Shared governance models such as the nursing council structure at HSS are considered the preferred model for practice, says Charlotte Guglielmi, RN, BSN, MA, CNOR, the president-elect of the Association of periOperative Registered Nurses and the perioperative nurse specialist at the Beth Israel Deaconess Medical Center in Boston. In 2000, some 1,000 hospitals in the U.S. had implemented some form of shared governance in their nursing departments, according to a July 2000 article in the AORN Journal, titled “Implementing a Shared Governance Model in the Perioperative Setting.” It is more difficult to pin down how many hospitals nationwide have perioperative nursing councils, but Guglielmi says such models are becoming more prevalent.

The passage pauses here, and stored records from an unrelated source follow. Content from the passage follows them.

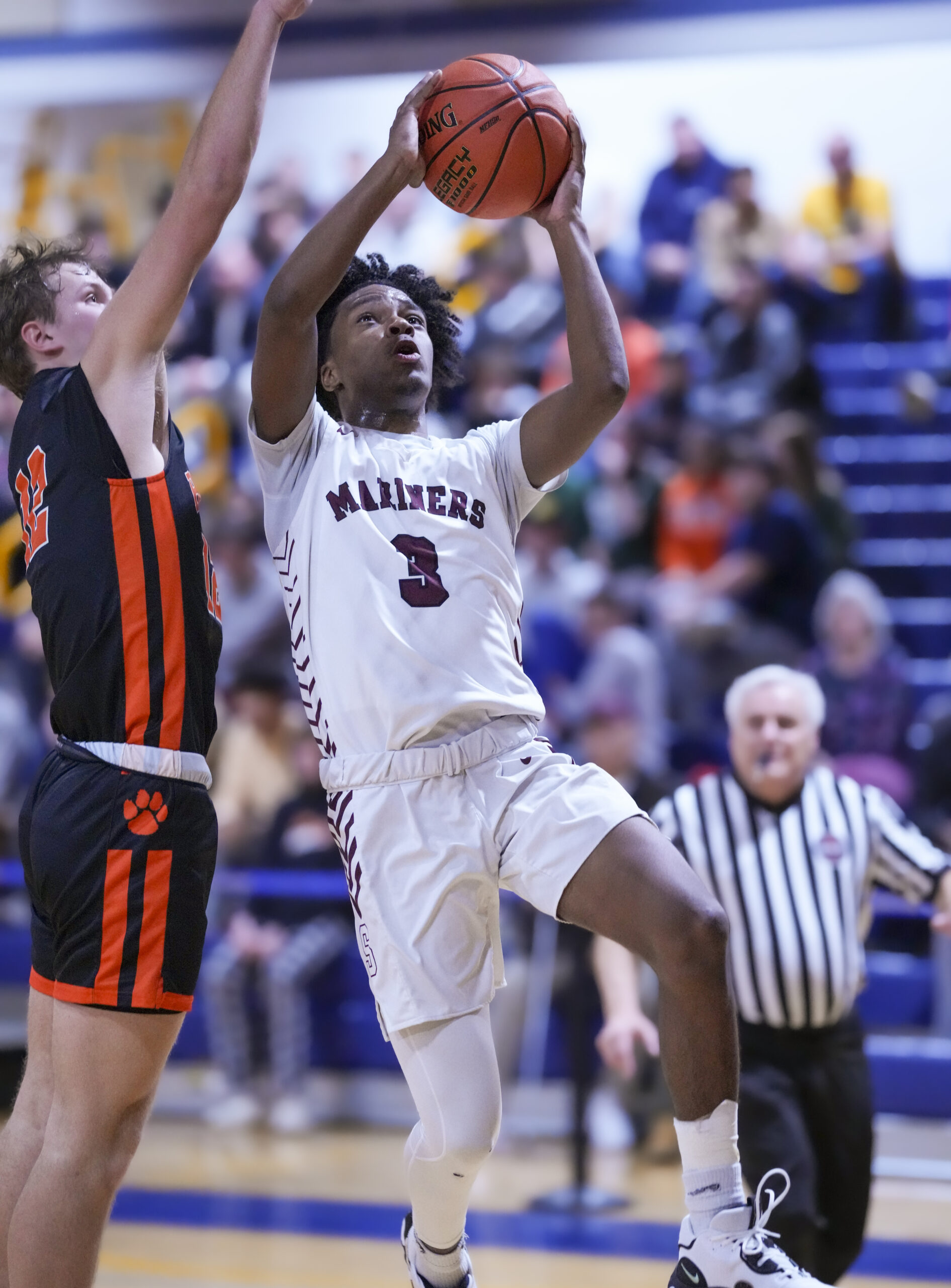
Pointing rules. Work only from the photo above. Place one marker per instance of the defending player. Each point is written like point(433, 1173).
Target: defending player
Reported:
point(118, 835)
point(397, 558)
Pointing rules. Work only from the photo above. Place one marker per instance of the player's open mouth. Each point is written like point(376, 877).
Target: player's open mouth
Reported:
point(407, 352)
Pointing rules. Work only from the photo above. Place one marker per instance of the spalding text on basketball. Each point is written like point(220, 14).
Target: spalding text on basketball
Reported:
point(434, 124)
point(455, 180)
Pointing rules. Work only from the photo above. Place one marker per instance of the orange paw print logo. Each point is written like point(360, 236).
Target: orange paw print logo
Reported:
point(146, 813)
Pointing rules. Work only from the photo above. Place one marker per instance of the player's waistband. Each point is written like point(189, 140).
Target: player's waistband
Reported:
point(503, 735)
point(156, 762)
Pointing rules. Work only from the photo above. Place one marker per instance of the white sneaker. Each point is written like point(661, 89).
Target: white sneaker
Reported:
point(291, 1114)
point(407, 1237)
point(736, 1251)
point(238, 1109)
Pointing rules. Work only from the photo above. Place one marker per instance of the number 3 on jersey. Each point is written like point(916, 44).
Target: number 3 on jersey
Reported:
point(424, 587)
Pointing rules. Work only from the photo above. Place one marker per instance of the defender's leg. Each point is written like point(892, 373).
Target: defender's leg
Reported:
point(21, 1140)
point(106, 1067)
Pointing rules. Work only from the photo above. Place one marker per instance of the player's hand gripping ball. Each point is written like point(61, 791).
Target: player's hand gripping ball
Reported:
point(494, 137)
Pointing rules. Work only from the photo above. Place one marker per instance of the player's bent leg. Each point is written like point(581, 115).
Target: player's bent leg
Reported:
point(453, 1076)
point(106, 1068)
point(21, 1139)
point(636, 889)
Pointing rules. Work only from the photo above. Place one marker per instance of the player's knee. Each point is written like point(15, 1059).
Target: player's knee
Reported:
point(470, 1140)
point(698, 943)
point(121, 1143)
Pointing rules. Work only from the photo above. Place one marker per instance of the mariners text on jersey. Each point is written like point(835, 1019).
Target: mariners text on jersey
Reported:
point(397, 555)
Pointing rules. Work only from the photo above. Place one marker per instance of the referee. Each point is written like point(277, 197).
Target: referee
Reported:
point(791, 850)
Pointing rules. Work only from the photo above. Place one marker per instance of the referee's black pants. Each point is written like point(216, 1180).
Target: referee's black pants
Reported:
point(806, 1105)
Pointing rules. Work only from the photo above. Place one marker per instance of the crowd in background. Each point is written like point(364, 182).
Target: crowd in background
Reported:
point(701, 535)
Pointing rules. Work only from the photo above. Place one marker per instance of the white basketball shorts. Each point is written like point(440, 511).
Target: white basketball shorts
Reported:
point(430, 835)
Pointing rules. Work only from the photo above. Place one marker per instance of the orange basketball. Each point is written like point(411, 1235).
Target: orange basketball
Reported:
point(494, 137)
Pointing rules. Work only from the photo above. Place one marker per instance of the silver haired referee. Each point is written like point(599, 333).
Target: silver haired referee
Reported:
point(792, 852)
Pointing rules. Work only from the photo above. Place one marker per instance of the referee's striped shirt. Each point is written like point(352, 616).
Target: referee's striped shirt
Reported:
point(796, 886)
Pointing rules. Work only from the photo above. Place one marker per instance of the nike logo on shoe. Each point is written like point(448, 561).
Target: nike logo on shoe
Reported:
point(687, 1275)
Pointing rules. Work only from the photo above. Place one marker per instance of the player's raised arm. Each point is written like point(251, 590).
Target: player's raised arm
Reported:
point(286, 366)
point(125, 350)
point(559, 428)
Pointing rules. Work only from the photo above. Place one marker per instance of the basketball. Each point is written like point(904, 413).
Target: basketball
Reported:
point(494, 137)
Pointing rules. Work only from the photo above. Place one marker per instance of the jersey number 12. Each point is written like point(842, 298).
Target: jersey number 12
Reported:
point(424, 587)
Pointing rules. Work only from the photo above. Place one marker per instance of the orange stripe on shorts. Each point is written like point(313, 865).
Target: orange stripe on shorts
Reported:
point(115, 915)
point(155, 909)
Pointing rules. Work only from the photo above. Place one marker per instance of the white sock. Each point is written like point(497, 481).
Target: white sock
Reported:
point(442, 1269)
point(712, 1178)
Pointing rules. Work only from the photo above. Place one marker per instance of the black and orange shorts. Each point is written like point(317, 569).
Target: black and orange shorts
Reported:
point(119, 868)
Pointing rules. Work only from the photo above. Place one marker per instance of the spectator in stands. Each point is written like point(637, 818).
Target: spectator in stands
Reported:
point(251, 598)
point(611, 736)
point(623, 666)
point(847, 253)
point(931, 735)
point(662, 415)
point(643, 347)
point(555, 581)
point(497, 388)
point(515, 307)
point(861, 673)
point(622, 504)
point(696, 508)
point(771, 565)
point(753, 351)
point(285, 941)
point(753, 606)
point(254, 767)
point(675, 197)
point(733, 231)
point(789, 438)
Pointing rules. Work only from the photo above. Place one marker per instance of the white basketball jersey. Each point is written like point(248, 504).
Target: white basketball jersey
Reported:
point(397, 558)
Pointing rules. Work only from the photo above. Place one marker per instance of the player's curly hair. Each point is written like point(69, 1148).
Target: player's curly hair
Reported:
point(28, 294)
point(425, 293)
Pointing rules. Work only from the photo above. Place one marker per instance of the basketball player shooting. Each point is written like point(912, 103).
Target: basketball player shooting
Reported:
point(397, 555)
point(118, 834)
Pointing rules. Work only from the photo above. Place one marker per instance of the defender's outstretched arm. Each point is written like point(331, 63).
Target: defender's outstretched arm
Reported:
point(127, 344)
point(286, 369)
point(559, 428)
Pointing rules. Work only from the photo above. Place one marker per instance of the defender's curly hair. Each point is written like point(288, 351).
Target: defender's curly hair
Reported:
point(426, 293)
point(28, 294)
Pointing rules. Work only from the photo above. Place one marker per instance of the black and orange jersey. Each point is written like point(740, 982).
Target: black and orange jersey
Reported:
point(120, 575)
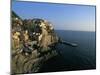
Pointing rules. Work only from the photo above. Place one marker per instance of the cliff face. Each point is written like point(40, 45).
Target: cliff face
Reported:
point(33, 43)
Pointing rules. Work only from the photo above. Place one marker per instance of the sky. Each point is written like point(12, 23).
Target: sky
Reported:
point(62, 16)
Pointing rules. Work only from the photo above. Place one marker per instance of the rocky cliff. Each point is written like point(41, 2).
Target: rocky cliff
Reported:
point(33, 43)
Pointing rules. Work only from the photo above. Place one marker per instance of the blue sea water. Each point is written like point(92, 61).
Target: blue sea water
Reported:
point(82, 57)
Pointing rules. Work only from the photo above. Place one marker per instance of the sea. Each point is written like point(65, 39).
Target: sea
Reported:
point(82, 57)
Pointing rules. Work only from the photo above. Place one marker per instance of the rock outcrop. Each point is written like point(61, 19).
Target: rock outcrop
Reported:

“I think it helps to foster the elements of high-performance teams,” she says. “High-performance teams communicate, high performance teams function in a learning environment, high performance teams become really patient-focused. They process care in real time, and they address issues in real time.”

As healthcare reform unfolds on a national scale, it also is becoming clear that high-quality, fiscally responsible, evidence-based care is going to be rewarded, and nursing practice councils help achieve those goals, Guglielmi says.

“These kinds of structures within nursing departments are going to continue to flourish,” she says, “because that’s where the solutions are going to come from.”